To calculate Ramona's monthly mortgage payment of a $200,000 loan at a 3.7% annual interest rate compounded monthly over 20 years, use the fixed-rate mortgage formula. It results in a monthly payment of approximately $1,168.30.

Step-by-step explanation:

To calculate the monthly payment for Ramona's mortgage, we can use the formula for the monthly payment of a fixed-rate mortgage, which is derived from the present value of an annuity formula:

M = P \frac{r(1+r)^n}{(1+r)^n-1}

Where:

  • M is the total monthly mortgage payment.
  • P is the principal loan amount ($200,000).
  • r is the monthly interest rate (annual rate divided by 12).
  • n is the number of payments (loan term in years multiplied by 12).

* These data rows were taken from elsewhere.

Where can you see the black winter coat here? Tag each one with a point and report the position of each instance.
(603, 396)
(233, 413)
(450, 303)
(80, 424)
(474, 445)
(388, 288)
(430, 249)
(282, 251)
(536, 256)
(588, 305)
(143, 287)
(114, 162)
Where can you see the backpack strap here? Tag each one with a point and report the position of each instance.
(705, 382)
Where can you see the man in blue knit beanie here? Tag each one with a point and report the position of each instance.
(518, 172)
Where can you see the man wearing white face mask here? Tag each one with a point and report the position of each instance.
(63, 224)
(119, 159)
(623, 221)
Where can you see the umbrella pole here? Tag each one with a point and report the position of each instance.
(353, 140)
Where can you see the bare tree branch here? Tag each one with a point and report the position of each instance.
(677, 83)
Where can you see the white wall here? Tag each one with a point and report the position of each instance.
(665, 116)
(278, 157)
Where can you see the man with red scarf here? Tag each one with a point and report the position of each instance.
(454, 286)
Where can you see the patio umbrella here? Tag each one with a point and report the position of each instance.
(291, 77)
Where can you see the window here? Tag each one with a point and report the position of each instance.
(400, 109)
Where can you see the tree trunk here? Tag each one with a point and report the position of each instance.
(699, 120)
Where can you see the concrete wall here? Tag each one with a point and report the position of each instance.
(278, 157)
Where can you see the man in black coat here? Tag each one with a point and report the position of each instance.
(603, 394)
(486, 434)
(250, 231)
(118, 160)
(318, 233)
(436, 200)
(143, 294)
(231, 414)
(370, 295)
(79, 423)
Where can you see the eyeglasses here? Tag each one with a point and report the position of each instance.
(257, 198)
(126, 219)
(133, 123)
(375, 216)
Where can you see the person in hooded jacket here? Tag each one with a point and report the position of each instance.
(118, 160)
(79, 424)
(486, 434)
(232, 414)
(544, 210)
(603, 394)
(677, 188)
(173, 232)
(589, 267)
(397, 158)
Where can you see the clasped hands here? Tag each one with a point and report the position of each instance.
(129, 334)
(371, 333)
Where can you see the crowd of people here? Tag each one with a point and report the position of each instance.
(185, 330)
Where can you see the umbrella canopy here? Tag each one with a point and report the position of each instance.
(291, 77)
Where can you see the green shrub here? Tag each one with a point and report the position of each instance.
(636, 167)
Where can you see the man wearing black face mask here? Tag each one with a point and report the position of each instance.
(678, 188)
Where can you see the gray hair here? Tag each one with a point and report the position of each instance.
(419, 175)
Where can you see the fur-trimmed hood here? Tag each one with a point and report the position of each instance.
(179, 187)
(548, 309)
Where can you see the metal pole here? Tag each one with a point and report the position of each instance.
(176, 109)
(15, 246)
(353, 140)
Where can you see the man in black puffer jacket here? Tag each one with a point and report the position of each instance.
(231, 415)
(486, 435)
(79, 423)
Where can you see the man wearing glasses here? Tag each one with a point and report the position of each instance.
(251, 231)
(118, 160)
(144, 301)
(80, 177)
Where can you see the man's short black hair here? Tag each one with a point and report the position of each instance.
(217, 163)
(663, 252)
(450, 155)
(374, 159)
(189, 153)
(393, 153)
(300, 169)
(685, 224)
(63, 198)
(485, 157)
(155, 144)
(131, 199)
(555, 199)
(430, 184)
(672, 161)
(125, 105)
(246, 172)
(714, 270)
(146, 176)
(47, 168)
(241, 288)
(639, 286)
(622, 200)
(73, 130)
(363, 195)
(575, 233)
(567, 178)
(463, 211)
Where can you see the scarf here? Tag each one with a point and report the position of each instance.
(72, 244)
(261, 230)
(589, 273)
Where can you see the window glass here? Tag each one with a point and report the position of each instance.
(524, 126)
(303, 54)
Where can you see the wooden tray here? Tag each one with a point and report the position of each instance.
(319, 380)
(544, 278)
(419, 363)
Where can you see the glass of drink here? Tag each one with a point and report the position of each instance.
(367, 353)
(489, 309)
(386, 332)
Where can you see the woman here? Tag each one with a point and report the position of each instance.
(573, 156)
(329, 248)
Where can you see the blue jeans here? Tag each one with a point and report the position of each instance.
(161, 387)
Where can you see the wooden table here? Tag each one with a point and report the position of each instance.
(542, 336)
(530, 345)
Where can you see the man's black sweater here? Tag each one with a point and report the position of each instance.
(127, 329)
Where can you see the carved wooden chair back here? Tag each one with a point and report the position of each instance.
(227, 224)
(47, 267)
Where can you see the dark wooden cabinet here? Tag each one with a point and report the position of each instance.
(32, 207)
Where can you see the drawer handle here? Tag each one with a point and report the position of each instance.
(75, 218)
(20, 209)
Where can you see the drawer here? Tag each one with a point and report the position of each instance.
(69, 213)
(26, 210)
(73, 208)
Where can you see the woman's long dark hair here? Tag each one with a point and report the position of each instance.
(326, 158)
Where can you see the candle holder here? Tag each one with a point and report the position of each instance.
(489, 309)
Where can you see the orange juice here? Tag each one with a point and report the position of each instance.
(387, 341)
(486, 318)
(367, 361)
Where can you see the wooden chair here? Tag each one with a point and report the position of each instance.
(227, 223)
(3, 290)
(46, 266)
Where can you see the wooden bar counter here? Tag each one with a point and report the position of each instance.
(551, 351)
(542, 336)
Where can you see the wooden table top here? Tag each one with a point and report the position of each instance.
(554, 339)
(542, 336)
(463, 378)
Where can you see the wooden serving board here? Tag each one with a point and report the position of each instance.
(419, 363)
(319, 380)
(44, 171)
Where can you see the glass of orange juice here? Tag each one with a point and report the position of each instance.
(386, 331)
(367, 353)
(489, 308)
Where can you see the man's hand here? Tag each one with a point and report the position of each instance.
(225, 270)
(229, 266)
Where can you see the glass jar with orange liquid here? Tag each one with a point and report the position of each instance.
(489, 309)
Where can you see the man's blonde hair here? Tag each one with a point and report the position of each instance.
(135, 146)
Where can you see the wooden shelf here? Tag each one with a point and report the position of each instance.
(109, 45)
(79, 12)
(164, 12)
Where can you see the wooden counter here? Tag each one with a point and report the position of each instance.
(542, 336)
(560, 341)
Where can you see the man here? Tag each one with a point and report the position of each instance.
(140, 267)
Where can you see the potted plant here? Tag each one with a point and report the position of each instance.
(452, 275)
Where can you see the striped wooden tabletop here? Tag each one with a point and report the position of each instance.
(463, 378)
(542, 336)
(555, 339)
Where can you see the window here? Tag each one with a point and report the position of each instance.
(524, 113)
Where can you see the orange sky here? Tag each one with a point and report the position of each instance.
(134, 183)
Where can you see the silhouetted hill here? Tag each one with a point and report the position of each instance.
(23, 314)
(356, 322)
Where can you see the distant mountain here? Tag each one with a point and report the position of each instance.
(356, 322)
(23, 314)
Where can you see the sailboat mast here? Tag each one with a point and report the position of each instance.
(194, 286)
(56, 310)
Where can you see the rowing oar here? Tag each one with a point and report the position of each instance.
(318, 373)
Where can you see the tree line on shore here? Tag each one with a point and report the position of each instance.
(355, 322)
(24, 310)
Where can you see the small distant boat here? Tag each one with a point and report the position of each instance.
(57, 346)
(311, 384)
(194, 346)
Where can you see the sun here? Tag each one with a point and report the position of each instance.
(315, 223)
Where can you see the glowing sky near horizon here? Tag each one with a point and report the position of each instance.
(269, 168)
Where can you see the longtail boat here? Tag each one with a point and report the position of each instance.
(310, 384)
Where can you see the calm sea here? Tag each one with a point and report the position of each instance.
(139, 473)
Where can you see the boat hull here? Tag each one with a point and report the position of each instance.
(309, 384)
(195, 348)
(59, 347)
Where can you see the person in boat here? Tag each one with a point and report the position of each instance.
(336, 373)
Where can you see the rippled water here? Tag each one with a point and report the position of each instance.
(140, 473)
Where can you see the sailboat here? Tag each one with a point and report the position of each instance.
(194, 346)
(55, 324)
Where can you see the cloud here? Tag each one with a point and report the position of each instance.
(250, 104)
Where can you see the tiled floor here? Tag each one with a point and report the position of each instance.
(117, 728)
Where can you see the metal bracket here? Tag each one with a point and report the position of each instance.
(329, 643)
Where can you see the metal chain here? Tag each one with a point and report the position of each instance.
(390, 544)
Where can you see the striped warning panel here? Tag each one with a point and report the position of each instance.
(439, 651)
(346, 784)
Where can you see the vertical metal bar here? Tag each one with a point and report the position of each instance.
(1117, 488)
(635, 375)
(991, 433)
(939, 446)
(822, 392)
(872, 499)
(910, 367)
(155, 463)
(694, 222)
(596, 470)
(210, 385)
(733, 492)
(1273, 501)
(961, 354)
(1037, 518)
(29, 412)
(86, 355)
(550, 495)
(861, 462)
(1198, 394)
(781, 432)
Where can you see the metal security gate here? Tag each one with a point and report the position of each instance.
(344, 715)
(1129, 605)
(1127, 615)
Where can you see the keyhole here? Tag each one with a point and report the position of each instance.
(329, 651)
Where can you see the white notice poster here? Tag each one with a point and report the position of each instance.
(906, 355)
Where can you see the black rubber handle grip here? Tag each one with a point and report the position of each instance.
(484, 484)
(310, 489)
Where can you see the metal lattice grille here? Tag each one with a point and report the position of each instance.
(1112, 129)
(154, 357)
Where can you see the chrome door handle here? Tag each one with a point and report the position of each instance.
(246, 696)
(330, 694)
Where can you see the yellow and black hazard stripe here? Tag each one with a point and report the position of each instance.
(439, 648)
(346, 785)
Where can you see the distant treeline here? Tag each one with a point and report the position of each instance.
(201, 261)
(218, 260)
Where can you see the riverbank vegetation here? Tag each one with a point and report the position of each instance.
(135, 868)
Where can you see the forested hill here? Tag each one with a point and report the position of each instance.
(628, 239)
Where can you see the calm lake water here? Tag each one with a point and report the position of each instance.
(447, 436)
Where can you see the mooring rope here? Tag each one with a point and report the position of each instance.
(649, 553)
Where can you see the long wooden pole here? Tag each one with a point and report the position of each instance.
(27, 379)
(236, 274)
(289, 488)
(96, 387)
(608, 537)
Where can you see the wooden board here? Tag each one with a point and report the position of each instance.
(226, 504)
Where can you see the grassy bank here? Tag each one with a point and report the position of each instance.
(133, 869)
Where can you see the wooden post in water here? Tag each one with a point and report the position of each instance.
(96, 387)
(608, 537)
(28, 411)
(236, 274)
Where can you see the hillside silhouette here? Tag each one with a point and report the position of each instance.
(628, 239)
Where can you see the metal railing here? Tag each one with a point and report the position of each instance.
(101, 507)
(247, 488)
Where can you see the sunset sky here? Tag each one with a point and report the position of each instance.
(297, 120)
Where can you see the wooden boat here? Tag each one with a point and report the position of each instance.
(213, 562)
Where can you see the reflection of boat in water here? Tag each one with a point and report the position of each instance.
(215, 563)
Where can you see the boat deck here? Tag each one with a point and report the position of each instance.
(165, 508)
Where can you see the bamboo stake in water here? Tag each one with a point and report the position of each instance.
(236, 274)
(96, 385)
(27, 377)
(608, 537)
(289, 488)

First, convert the annual rate to a monthly rate:
r = 3.7% / 12 = 0.00308333 (approximated)

Then calculate n:
n = 20 years * 12 months/year = 240 months

Now we can plug the values into the formula:

M = $200,000 \frac{(0.00308333)(1+0.00308333)^{240}}{(1+0.00308333)^{240}-1}

Finally, calculate the monthly payment:

M = $200,000 \frac{(0.00308333)(1.00308333)^{240}}{(1.00308333)^{240}-1} = $1,168.30 (approximated)

Ramona's monthly payment will be approximately $1,168.30.